Bogotá- Há quase 30 anos que faço o tráfico de poesia e de literatura entre Brasil e Colômbia. Certa vez aqui na alfândega até me olharam com suspeita. Agora, por exemplo, estou hospedado na Zona Rosa- uma ilha de prosperidade multinacional com shoppings, gente rica, segurança e aqueles cães com focinheiras, belos restaurantes e cafés. Essa é uma paz aparente. Aquela guerrilha maluca do narcotráfico continua atormentando as pessoas. Há alguns anos, numa recepção no Palácio Presidencial, o então presidente Samper me disse que tinha balas no corpo- conseqüência de um atentado. Contei-lhe que o chofer que havia me levado ao palácio também tinha pedaço de bala no corpo, e o presidente Samper mandou-lhe um bilhete acolhendo-o na Ordem dos Colombianos com Balas no Corpo.

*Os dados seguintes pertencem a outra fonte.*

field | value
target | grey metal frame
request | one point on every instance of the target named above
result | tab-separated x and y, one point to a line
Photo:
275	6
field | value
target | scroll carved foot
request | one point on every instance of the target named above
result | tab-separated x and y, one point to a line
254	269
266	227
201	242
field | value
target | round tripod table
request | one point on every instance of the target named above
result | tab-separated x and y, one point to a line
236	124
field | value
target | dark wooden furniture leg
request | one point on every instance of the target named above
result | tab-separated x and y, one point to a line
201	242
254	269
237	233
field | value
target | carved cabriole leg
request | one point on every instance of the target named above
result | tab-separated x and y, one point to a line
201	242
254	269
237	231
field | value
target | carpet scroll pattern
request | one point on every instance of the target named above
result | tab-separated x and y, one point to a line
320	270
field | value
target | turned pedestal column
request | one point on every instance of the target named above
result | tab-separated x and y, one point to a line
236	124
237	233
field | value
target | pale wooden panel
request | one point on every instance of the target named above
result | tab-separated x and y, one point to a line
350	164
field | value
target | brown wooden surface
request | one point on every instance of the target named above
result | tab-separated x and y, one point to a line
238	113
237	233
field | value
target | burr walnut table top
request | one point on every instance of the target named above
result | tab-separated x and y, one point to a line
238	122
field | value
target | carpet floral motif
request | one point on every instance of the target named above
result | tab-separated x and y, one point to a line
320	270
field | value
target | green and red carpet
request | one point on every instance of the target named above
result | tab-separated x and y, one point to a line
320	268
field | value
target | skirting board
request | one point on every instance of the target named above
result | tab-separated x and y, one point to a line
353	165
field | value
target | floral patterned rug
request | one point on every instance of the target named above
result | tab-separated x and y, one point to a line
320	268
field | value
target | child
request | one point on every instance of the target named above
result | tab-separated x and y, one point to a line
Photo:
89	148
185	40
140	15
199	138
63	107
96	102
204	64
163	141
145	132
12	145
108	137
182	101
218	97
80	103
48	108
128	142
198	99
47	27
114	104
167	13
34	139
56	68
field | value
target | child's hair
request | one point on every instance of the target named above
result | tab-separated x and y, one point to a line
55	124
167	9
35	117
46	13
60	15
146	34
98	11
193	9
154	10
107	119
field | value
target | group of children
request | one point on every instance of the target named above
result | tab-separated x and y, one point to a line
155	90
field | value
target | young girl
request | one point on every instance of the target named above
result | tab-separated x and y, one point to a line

Ontem fiz uma palestra e li poemas na CASA DE POESIA SILVA, agora dirigida por Pedro Alejo. Anteriormente a diretora era Maria Mercedez Carranza, poeta, que se matou deprimida pela situação do pais. Alias, o patrono da Casa- poeta José Asunción Silva também se matou. Não é nada fácil ser um escritor colombiano nesses dias. O poeta Dario Jaramillo tem uma perna mecânica, porque foi vitima num atentado.

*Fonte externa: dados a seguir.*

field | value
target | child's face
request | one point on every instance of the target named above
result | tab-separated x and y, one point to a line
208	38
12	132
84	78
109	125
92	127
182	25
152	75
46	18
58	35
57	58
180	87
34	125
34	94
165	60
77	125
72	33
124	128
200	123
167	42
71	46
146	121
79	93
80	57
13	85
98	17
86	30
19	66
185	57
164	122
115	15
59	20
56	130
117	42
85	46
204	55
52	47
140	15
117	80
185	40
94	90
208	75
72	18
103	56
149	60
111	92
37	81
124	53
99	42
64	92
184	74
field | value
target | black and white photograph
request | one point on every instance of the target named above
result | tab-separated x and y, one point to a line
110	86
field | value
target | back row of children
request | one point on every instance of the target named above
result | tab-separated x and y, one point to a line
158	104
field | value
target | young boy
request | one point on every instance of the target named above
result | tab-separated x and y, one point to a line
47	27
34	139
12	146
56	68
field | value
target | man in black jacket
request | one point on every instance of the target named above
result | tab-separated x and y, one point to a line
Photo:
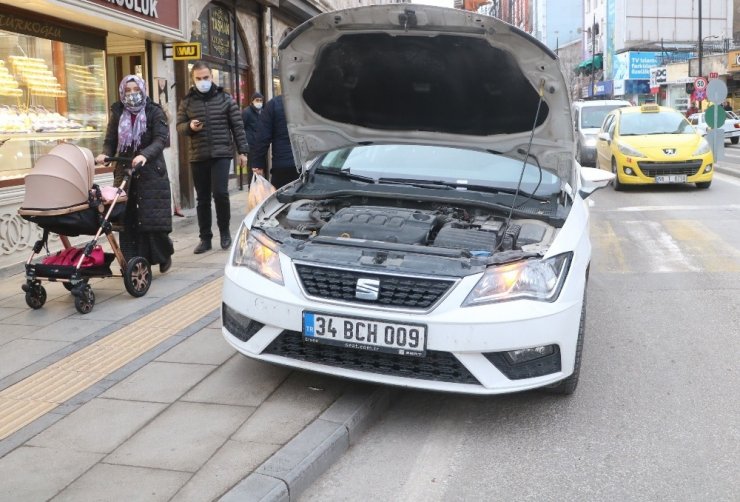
273	129
211	119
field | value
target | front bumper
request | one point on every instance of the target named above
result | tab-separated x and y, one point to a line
263	320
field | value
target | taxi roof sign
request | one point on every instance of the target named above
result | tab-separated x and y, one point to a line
185	51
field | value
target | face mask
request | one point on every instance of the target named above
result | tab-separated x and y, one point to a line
203	85
133	99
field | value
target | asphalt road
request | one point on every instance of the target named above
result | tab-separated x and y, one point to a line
656	413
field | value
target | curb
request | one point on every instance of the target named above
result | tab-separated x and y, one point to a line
301	461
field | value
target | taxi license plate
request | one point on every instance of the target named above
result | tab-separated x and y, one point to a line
671	178
365	334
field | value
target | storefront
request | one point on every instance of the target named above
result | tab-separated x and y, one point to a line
59	77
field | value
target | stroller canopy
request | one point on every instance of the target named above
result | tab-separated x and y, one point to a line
61	178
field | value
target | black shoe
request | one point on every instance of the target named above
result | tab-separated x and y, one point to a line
202	247
164	267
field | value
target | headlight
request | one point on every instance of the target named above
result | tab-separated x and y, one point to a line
257	252
703	148
629	151
533	279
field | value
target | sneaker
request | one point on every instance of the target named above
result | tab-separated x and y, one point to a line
164	267
202	247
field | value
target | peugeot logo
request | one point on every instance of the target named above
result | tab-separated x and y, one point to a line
367	289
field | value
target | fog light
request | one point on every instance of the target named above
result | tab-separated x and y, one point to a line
523	355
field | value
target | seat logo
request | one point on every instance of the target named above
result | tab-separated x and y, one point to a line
367	289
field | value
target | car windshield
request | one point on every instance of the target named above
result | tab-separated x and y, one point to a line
638	124
440	164
593	116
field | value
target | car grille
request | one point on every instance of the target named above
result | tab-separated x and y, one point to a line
395	291
653	169
437	366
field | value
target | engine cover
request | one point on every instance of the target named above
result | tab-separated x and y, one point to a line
386	224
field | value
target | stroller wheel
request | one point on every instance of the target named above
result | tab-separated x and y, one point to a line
138	276
84	299
36	296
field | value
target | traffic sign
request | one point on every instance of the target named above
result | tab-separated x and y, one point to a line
700	83
716	91
715	116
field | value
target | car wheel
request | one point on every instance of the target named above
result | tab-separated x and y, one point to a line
568	386
617	184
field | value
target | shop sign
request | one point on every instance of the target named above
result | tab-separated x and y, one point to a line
186	51
164	12
37	26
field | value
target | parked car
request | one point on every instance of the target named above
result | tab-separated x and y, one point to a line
653	144
434	239
731	125
587	119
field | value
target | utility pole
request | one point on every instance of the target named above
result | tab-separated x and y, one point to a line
701	43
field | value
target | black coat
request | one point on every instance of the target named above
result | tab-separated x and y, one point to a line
273	129
251	117
223	124
149	207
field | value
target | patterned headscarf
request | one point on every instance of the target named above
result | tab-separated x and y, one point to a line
130	131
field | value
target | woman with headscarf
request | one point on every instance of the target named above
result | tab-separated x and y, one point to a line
138	130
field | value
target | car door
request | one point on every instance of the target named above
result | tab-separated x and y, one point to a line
603	144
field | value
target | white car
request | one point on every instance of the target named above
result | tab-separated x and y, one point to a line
731	125
435	239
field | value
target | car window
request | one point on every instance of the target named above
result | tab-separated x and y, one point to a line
422	162
634	124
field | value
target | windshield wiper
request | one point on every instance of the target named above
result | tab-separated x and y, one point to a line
345	173
466	186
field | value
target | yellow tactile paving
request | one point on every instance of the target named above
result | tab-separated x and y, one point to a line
31	398
709	249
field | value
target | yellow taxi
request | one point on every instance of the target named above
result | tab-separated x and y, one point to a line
651	144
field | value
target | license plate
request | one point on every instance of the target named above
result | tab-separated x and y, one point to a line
671	178
365	334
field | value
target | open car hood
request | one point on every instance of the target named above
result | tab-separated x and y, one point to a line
402	73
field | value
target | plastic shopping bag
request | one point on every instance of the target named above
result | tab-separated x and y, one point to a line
259	190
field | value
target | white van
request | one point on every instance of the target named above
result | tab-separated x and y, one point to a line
587	119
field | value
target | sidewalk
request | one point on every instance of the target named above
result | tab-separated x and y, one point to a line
142	399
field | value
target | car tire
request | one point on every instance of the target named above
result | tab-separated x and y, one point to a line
568	386
618	186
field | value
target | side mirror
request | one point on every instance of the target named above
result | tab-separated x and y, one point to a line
593	179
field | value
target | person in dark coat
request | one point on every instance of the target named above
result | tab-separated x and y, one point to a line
273	130
250	117
138	130
212	121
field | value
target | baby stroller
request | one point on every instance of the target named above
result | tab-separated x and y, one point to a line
62	199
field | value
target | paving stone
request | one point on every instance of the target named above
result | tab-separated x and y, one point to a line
98	426
227	467
240	381
205	347
172	381
32	473
106	482
182	438
21	352
69	329
290	408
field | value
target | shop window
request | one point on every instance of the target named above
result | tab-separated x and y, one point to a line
50	92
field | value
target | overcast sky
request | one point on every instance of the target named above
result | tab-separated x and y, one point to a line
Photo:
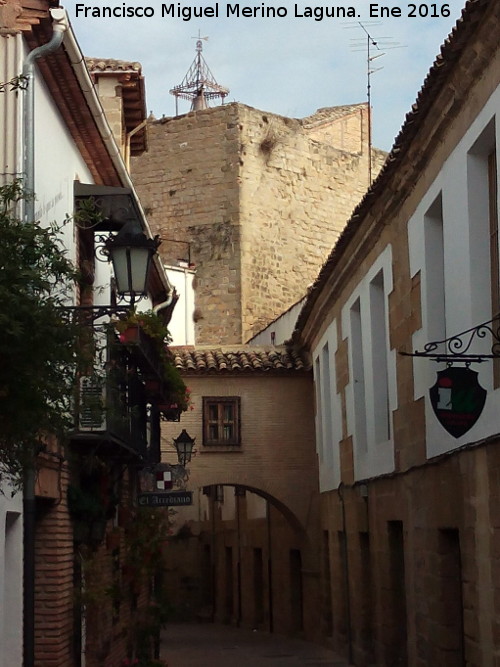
291	65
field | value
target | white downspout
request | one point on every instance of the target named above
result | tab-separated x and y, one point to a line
59	26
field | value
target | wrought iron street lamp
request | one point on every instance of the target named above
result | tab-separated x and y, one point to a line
130	252
184	445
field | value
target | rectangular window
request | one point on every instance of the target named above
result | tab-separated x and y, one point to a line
379	359
434	270
495	264
221	420
358	377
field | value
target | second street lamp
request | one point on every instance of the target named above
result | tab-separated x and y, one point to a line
184	445
130	252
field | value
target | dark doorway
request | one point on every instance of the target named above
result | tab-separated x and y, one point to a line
297	621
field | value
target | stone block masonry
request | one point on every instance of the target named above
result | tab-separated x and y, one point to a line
259	198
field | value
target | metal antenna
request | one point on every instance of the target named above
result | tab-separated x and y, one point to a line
369	43
199	84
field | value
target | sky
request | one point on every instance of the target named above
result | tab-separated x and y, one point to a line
290	65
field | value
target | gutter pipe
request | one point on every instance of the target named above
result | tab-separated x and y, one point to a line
59	26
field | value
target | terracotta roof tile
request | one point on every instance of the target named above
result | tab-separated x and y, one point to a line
451	50
111	65
244	359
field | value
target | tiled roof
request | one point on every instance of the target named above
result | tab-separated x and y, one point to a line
111	65
133	95
451	51
189	359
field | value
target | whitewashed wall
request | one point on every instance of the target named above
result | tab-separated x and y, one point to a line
182	324
449	244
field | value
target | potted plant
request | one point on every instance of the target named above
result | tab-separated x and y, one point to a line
176	396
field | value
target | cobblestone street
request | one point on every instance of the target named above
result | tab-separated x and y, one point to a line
209	645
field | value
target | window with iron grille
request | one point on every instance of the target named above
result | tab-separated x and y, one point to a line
221	420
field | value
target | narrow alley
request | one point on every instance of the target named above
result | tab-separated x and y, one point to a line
210	645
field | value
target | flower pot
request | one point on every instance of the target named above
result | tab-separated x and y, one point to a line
130	335
113	540
170	413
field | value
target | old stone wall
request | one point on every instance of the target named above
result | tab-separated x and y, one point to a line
259	201
296	195
188	184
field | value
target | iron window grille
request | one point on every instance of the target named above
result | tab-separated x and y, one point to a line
221	420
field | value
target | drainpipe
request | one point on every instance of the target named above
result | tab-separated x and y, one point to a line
59	27
345	555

E, no entanto, a Colômbia resiste e avança. E a leitura, a poesia e as bibliotecas fazem parte do avanço e da resistência. Almoço com Ana Fornaguera (que dirige a Biblioteca Nacional) Carmen Barvo ( Fundalectura) e Margarida Duran( Instituto Brasil Colômbia), e me informo. Medellín, que era uma cidade problema, agora tem uma fabulosa biblioteca no meio da maior favela, que virou modelo para iniciativas brasileiras. O país avança e há uma grande confiança no recém empossado presidente Juan Manuel Santos. Retomou o diálogo com o desvairado Chávez da Venezuela e acabou com o polêmico projeto de instalação de bases americanas na Colômbia.Como disse um jornalista, esse era um projeto da era Bush-Uribe, não da era Obama-Santos.
Aqui acompanham com muito interesse o que ocorre no Brasil. Leio um editorial no jornal Nuevo Siglo. Diferente dos jornais brasileiros que dão uma visão sempre negativa do Brasil, a imagem que temos aqui fora hoje é a melhor possível. Vai ver que Nelson Rodrigues tinha razão: o brasileiro é um Narciso às avessas, sempre cospe no próprio rosto.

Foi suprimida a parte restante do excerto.